States in the Northwester United States offer some of the lowest power rates in the nation, making them a hotspot for data centers and other energy-intensive industries. Looking to tap into some of the data center development prosperity seen in neighboring states like Oregon, Washington, and Nevada, the Idaho legislature recently passed a sales tax exemption for all data center equipment. Meta seized the opportunity, announcing an 800 million campus is designed to offer 960,000 square feet of space in Kuna, Idaho, just outside Boise.
The new data center will create 1,200 jobs during construction and 100 permanent jobs once it opens. It will also anchor what the city is calling the East Kuna Industrial Area. As part of the deal, Meta will construct a $50 million water treatment plant run by the city and partner with the local Kuna school system.

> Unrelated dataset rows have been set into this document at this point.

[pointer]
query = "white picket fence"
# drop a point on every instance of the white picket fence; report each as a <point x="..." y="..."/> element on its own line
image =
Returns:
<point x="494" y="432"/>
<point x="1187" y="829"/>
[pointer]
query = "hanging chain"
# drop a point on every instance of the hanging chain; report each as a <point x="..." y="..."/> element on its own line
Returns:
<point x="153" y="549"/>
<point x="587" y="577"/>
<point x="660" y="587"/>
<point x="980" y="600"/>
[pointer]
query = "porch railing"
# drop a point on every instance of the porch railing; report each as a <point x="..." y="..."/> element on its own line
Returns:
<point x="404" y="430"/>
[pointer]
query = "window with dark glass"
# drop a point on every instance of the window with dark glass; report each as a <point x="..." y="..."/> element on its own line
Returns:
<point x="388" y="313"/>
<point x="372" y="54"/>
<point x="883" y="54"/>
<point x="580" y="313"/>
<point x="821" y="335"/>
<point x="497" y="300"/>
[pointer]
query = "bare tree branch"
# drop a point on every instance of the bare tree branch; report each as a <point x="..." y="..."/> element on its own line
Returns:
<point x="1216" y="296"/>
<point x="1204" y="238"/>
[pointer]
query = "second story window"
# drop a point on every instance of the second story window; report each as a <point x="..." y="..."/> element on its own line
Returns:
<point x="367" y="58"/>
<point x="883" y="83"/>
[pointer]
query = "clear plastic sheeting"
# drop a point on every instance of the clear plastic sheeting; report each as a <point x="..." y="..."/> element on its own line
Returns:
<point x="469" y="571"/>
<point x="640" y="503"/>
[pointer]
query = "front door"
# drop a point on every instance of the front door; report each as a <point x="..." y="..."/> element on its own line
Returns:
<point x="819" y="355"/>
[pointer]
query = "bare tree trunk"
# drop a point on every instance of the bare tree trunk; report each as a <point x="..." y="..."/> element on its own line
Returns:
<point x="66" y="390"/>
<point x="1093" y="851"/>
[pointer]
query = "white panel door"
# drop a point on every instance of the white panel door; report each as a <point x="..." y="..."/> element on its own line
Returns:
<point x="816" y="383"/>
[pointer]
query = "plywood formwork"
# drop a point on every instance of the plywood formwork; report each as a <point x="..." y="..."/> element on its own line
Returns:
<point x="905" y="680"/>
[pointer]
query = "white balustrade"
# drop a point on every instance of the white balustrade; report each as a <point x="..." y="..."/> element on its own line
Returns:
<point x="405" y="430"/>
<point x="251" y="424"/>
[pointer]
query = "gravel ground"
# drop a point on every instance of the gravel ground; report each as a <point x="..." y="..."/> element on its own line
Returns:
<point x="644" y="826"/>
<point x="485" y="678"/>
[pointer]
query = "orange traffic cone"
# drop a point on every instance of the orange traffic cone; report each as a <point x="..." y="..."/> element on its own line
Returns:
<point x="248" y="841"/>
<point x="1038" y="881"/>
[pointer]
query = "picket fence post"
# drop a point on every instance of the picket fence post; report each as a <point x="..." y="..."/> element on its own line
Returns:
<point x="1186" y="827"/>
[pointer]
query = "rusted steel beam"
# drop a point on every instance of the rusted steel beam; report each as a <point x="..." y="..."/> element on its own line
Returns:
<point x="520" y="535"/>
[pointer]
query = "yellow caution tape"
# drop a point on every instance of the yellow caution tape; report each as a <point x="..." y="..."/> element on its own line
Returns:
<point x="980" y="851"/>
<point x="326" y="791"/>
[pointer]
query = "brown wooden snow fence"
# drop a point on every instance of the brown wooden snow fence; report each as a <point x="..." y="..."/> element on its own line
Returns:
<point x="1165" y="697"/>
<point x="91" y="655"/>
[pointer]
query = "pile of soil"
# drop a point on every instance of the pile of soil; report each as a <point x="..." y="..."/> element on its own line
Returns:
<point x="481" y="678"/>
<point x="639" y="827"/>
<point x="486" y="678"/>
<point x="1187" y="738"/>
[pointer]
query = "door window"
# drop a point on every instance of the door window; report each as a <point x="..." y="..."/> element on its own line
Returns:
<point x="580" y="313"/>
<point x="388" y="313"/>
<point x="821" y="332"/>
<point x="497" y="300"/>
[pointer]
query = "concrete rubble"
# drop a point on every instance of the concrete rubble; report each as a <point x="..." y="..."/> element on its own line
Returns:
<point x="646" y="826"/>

While not a source of major employment, data centers can be a major boon for smaller municipalities like Kuna, making them hotly courted by townships and states. Northwestern states are ideal with stables climates, a ready workforce, cheap power, and a low risk of natural disaster. Major tech companies continue to expand their physical footprint with dozens of new data centers in the works. Meta alone has 17 data center campuses housed in over 40 million square feet that cost the company more than $20 billion. Just a fraction of that investment is a game-changer for a town like Kuna with a population below 25,000. That type of money is no small potato.